Critique de livre : « Le fil manquant », de Daisy Dunn
En ce qui concerne les hommes importants du monde antique, les sources disponibles sont tout simplement bien plus nombreuses, et une grande partie de ce que nous savons sur la vie des femmes a été écrite par des hommes. Cela donne lieu à des ironies intéressantes : la plupart des femmes de l’Athènes classique étaient effectivement emprisonnées chez elles, tandis que les hommes écrivaient et jouaient des pièces sur des dames sympathiques, compétentes et terrifiantes. « Il n’est pas toujours venu à l’esprit des hommes », commente sèchement Dunn, « que les vraies femmes pouvaient être en train de préparer quelque chose d’aussi intéressant. »

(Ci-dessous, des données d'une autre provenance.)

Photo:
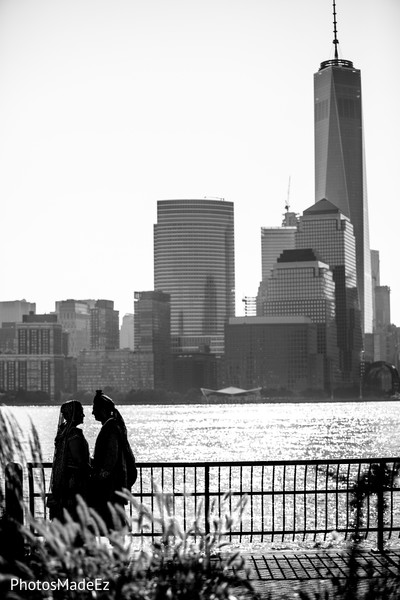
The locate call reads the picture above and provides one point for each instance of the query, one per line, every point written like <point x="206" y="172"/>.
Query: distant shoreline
<point x="232" y="400"/>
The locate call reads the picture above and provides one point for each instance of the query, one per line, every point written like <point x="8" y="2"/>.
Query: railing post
<point x="207" y="497"/>
<point x="380" y="506"/>
<point x="14" y="508"/>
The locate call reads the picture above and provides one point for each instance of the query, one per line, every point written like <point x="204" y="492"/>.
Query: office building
<point x="126" y="333"/>
<point x="8" y="338"/>
<point x="302" y="285"/>
<point x="194" y="263"/>
<point x="153" y="338"/>
<point x="104" y="326"/>
<point x="74" y="316"/>
<point x="12" y="311"/>
<point x="274" y="240"/>
<point x="114" y="369"/>
<point x="38" y="365"/>
<point x="275" y="353"/>
<point x="339" y="159"/>
<point x="325" y="229"/>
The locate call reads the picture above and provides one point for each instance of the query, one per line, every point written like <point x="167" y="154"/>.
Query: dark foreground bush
<point x="81" y="560"/>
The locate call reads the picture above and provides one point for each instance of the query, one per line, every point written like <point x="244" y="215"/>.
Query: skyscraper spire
<point x="335" y="40"/>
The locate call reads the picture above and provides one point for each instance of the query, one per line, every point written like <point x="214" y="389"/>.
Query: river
<point x="239" y="432"/>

Selon Dunn, elles étaient capables de faire à peu près tout. Cela dépend en grande partie des particularités de chaque culture à un moment donné, et aussi de l’interprétation des preuves. La prévalence des femmes dans l’art minoen suggère que la Crète était peut-être matriarcale, ou du moins égalitaire. Chez les Scythes, certaines femmes étaient enterrées avec des armes et des signes de blessures de guerre, ce qui suggère que les femmes guerrières étaient peut-être relativement courantes et qu’elles ont peut-être même inspiré la légende des Amazones. Les femmes étrusques jouissaient d’une liberté sexuelle choquante (du moins selon les observateurs grecs) ; et de nombreuses cultures, dont celle de Koush dans le nord du Soudan, étaient souvent gouvernées par des reines. Mais même dans les civilisations les plus répressives, les femmes travaillaient toujours : comme boulangères, tisserandes, empoisonneuses et patronnes, ainsi que dans les rôles plus traditionnels d’épouses, de mères et d’administratrices de maison.

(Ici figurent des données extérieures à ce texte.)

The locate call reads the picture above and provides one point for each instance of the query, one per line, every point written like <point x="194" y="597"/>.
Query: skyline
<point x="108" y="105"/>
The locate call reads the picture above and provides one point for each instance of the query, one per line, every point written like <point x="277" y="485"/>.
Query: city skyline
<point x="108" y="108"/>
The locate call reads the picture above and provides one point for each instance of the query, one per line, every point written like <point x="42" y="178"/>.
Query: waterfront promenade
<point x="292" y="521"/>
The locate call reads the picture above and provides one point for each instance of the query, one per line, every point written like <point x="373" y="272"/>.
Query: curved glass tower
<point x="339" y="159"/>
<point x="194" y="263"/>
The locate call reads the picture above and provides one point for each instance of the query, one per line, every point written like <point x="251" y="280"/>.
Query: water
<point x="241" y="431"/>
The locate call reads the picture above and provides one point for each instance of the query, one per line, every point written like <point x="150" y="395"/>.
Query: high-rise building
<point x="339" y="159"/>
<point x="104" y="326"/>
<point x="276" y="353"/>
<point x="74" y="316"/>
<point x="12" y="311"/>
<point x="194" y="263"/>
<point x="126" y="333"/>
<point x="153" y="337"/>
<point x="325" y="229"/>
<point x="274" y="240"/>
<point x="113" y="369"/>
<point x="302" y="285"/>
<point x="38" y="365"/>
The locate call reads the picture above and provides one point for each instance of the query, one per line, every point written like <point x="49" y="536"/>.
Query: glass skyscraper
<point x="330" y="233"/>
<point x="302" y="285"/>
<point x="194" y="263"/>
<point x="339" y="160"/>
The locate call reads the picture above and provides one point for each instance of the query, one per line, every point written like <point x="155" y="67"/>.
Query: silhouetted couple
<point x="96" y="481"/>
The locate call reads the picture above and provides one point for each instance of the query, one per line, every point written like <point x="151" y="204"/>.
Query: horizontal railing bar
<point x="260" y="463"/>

Dunn consacre beaucoup de temps aux documents archéologiques et textuels sur les femmes moins connues, sans pour autant négliger les personnalités célèbres qui ont trop souvent été considérées comme des exceptions. Si Sappho occupe une place aussi importante, nous rappelle Dunn, c'est en partie parce que l'œuvre de la plupart de ses contemporaines est perdue. Elle n'était pas nécessairement une poète rare, mais simplement une femme que nous connaissons.
Nous rencontrons également la poétesse et princesse sumérienne Enheduanna, la plus ancienne auteure connue au monde, qui a écrit un poème appelant la déesse Inanna à se venger de son violeur. (Elle l'a eu.) Il y a aussi Pamphila d'Epidaure, qui a écrit 33 volumes perdus de l'histoire du monde ; Telesilla d'Argos, la poétesse chroniquement malade dont les actions héroïques lors d'un siège de sa ville ont été plus tard honorées lors d'un festival annuel de travestisme ; et – ma préférée – Tomyris, reine guerrière de la tribu des Massagètes, qui a vaincu Cyrus de Perse au combat et aurait transporté sa tête coupée dans un sac de sang.
Dunn souligne que, même si les femmes ne coupaient pas de têtes ou n'écrivaient pas de poèmes célèbres, elles avaient néanmoins une vie intérieure et un pouvoir d'action : elles ne restaient pas assises à attendre d'être agressées ou mariées pour des gains politiques ou de mourir en couches (même si beaucoup ont connu ce sort).